At that point, the large wooden door to the basement burst open. Wind and snow blew in from the darkness outside and the music stopped cold. Everything stopped cold. Little kids in halloween costumes, conservative alumni, hippies, everyone stopped dead and looked at the open door to the winter outside. A thin figure in black started to emerge from the darkness. It was a very tall, thin man dressed in faded and worn black leather with silver chains hanging from it, his skinny hands covered with tatoos and snow. His skin & bones face was mean and dry. Very long, ratty, thinning blond hair hung past his shoulders. He could’ve been thirty; he could’ve been eighty, from years of too much speed and too much heroin. He stood there like the prince of darkness; the horrid biker from hell. It was Jim DeMott. In the dead silence, except for the wind and snow, he just glared. Then he spoke, “Hey Glatzer, you got my twenty dollars?”

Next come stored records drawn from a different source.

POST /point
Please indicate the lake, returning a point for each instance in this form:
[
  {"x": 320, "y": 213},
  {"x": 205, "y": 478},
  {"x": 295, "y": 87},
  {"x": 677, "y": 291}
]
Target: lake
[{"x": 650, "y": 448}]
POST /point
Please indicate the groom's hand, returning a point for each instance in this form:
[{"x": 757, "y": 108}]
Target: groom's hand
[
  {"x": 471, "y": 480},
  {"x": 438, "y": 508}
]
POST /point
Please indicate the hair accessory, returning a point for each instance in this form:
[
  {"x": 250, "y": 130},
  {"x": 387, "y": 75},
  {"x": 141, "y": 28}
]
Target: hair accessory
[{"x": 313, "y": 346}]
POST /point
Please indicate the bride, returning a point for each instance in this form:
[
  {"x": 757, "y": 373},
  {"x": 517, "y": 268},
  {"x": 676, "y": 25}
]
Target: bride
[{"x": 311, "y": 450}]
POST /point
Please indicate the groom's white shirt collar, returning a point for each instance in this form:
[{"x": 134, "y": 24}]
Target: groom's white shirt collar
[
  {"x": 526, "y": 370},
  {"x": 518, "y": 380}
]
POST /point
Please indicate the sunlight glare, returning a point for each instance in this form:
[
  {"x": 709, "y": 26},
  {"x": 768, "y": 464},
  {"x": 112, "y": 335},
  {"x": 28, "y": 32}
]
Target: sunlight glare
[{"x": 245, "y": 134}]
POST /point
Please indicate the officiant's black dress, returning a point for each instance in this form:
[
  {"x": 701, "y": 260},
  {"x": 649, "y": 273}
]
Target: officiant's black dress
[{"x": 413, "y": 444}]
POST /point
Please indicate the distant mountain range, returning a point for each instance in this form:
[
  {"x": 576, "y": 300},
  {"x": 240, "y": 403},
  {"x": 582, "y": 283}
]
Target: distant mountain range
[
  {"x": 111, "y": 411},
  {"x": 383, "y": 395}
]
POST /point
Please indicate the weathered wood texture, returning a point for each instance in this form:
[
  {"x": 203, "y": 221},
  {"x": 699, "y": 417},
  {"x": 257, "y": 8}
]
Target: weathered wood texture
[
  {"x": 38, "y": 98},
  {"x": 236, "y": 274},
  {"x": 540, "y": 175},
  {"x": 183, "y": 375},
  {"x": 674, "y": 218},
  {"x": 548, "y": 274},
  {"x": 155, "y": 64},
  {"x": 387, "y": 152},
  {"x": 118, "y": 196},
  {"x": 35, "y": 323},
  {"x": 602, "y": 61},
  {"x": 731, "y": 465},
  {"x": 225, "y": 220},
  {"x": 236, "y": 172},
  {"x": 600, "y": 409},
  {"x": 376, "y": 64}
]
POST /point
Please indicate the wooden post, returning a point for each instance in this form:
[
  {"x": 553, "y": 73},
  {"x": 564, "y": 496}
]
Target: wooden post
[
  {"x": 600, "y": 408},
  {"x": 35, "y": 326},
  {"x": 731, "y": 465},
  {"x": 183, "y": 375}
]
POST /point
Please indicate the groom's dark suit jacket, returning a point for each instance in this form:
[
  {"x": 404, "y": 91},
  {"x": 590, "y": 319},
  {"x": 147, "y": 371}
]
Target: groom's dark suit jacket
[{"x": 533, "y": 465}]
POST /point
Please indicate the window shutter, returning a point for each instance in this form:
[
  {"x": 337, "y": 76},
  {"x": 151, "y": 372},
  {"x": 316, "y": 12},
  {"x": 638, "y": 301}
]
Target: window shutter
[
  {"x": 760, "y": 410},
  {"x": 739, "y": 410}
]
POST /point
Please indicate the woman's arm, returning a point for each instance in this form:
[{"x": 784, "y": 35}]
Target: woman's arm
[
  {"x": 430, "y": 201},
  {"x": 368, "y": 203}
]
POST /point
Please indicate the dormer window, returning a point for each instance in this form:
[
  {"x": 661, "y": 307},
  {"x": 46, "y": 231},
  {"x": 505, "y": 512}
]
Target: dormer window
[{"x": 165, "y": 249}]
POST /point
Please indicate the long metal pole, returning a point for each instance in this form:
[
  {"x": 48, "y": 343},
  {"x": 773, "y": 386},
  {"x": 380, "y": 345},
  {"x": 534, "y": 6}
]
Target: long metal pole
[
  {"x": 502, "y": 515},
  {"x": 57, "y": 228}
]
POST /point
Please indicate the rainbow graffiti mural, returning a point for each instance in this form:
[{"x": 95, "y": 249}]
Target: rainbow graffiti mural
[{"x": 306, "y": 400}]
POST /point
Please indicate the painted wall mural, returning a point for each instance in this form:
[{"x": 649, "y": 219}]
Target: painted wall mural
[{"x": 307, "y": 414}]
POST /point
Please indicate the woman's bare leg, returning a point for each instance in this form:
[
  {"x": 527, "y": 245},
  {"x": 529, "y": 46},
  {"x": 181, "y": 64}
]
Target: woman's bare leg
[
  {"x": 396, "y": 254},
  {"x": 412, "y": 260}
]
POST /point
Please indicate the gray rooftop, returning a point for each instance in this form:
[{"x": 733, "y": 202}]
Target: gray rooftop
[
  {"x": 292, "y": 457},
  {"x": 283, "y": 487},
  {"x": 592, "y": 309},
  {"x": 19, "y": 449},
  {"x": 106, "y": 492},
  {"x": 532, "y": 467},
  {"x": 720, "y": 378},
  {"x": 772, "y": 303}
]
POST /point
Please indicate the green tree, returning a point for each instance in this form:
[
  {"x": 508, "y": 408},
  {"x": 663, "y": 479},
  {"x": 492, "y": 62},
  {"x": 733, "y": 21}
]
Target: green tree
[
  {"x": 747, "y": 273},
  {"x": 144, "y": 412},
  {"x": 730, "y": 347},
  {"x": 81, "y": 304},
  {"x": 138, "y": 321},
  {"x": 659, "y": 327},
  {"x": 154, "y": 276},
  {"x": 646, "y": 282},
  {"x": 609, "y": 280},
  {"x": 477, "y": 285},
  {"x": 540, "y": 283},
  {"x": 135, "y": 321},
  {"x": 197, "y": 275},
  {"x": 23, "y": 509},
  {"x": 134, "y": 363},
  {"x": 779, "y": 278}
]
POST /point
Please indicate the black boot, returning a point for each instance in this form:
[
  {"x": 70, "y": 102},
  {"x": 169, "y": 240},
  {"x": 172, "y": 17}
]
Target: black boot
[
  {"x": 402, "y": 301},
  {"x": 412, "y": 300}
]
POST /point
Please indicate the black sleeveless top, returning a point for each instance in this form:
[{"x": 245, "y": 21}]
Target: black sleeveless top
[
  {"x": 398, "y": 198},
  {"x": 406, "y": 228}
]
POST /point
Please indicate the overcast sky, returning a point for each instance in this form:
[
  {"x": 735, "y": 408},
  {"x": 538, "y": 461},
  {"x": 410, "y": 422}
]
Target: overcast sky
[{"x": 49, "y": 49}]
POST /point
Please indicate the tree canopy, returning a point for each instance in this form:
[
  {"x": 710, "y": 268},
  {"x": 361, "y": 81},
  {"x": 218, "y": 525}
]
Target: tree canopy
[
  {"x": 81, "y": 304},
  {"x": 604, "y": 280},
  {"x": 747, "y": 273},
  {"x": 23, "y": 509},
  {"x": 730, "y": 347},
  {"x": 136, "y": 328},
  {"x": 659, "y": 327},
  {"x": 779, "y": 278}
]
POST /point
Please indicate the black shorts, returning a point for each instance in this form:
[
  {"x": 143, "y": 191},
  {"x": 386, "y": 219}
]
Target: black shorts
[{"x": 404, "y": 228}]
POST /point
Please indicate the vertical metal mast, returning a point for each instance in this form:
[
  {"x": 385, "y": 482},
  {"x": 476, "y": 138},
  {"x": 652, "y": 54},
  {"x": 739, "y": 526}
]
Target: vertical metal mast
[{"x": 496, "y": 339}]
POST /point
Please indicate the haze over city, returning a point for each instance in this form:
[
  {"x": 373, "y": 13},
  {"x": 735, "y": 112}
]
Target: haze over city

Then all hell broke loose. A woman in the other room started screaming. The room turned into a pandemonium of screaming kids, distraught alumni and hippies on drugs. Glatzer seemed to have vanished out the back somewhere. The next thing I knew, we were getting a serious bum’s rush. Instruments and amplifiers were being tossed out onto the snow and people were pushing us out the door. There was shouting and screaming. I remember being herded out into the new fallen snow and seeing amplifiers and drum sets in snow banks. Musicians were carefully dusting them off and loading them into several vans parked outside. I was still shaking from the effects of the acid, the cold and the electric shock and ended up walking across the street and over the snow-covered Cornell Commons toward Eddy Street on the other side of the university.
There was still time to make Last Call at the Royal Palms and the stars were shining on the new-fallen snow as the group of us trudged over the commons. Bells were ringing in the distance. It must be midnight. The new year had arrived.